Antigenic variation through drift and shift of HA and NA proteins enables the virus to escape host immune responses. Drift refers to frequent, minor changes on the HA and/or NA antigens. Antigenic drifts in the HA subtype are associated with seasonal epidemics and often reduce the effectiveness of the previous seasonal vaccines. Shift refers to the introduction of an influenza A virus subtype to which the population has no preexisting immunity. Although the precise mechanism is unknown, shifts are widely assumed to be facilitated by the virus’s segmented genome and the genetic diversity it achieves by infecting a varied reservoir of animals. Antigenic shifts in HA subtypes are associated with pandemics, 3 of which occurred in the past century. The most infamous was the “Spanish flu” pandemic of 1918 that resulted in between 50 and 100 million deaths worldwide. In 1957, the introduction of H2N2 resulted in the “Asian flu” pandemic and claimed about 70,000 lives in the United States and about 2 million worldwide. Eleven years later, a novel H3N2 virus caused the “Hong Kong flu” of 1968 and resulted in about 70,000 deaths in the United States and about 1 million worldwide.

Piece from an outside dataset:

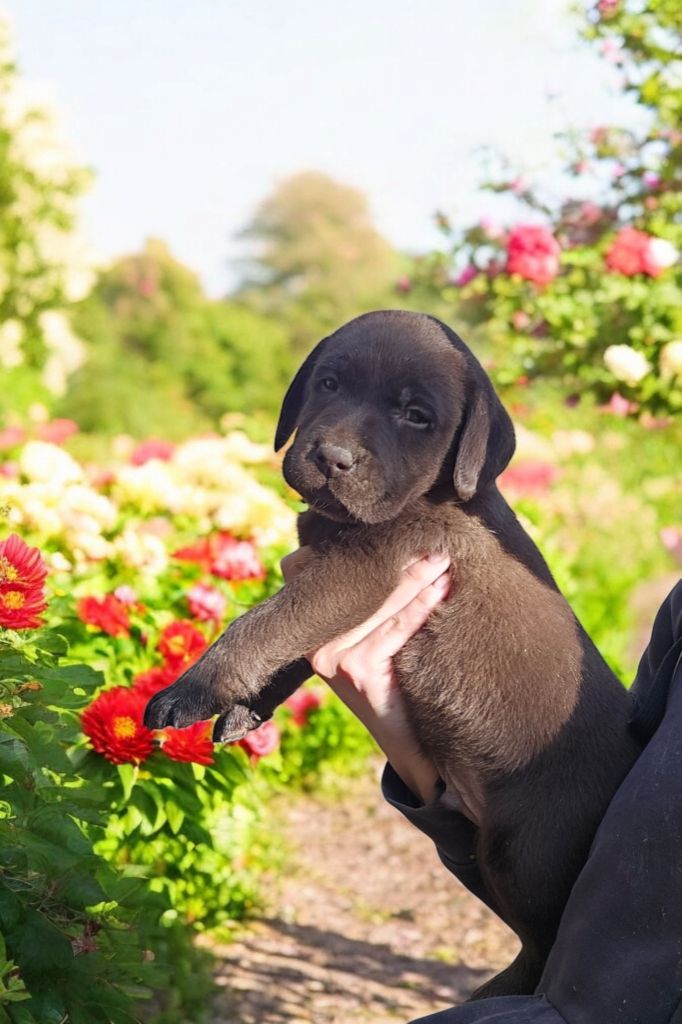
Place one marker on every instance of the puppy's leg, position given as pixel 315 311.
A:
pixel 330 596
pixel 236 723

The emergence of the 2009 H1N1 virus is an unprecedented event in modern virology. The 2009 H1N1 virus does not fit the classic definition of a new subtype for which most of the population has no previous infection experience. Since 1977, H1N1 viruses have been in continuous circulation, and most persons born before 1956 have previous infection experience with H1N1 strains in the pre-H2N2 era. The 2009 H1N1 virus also does not fit the classic definition of drift because it has no direct evolutionary relationship with recently circulating H1N1 viruses of human origin. However, all H1N1 strains share subtype antigens identified by immune-diffusion tests, which is the basis for influenza virus subtype classification. Immune recall exists within each subtype (all H1N1 strains). For example, populations born before 1957 (during the period of H1N1 circulation) responded well to 1 dose of swine influenza virus vaccine in 1976, despite low or no preexisting antibodies to the HA, just as persons currently 10 years or older have responded well to a single dose of the 2009 H1N1 vaccine.

The natural reservoir for all influenza A subtypes is waterfowl, with certain subtypes transmissible among humans, pigs, and 16 other mammals. Human influenza viruses bind to receptors composed of a sialic acid and galactose linked by an α 2,6 bond (SAα2,6Gal) on epithelial cells within the respiratory tract. Avian influenza viruses, however, preferentially bind to receptors composed of sialic acid and galactose linked by an ? 2,3 bond (SA?2,3Gal) on epithelial cells within the intestinal tract of waterfowl. The epithelial cells lining the trachea of swine express both receptors, making swine a “mixing vessel” for coinfection with influenza A subtypes and reassortment.

Once the virus binds to columnar epithelial cells of the respiratory tract, it interferes with host cell protein synthesis and, through unclear mechanisms, induces apoptosis of the host cell. Before cell death, new virions are produced and released to infect adjacent cells. Necrotizing bronchitis and intra-alveolar hemorrhage and edema result.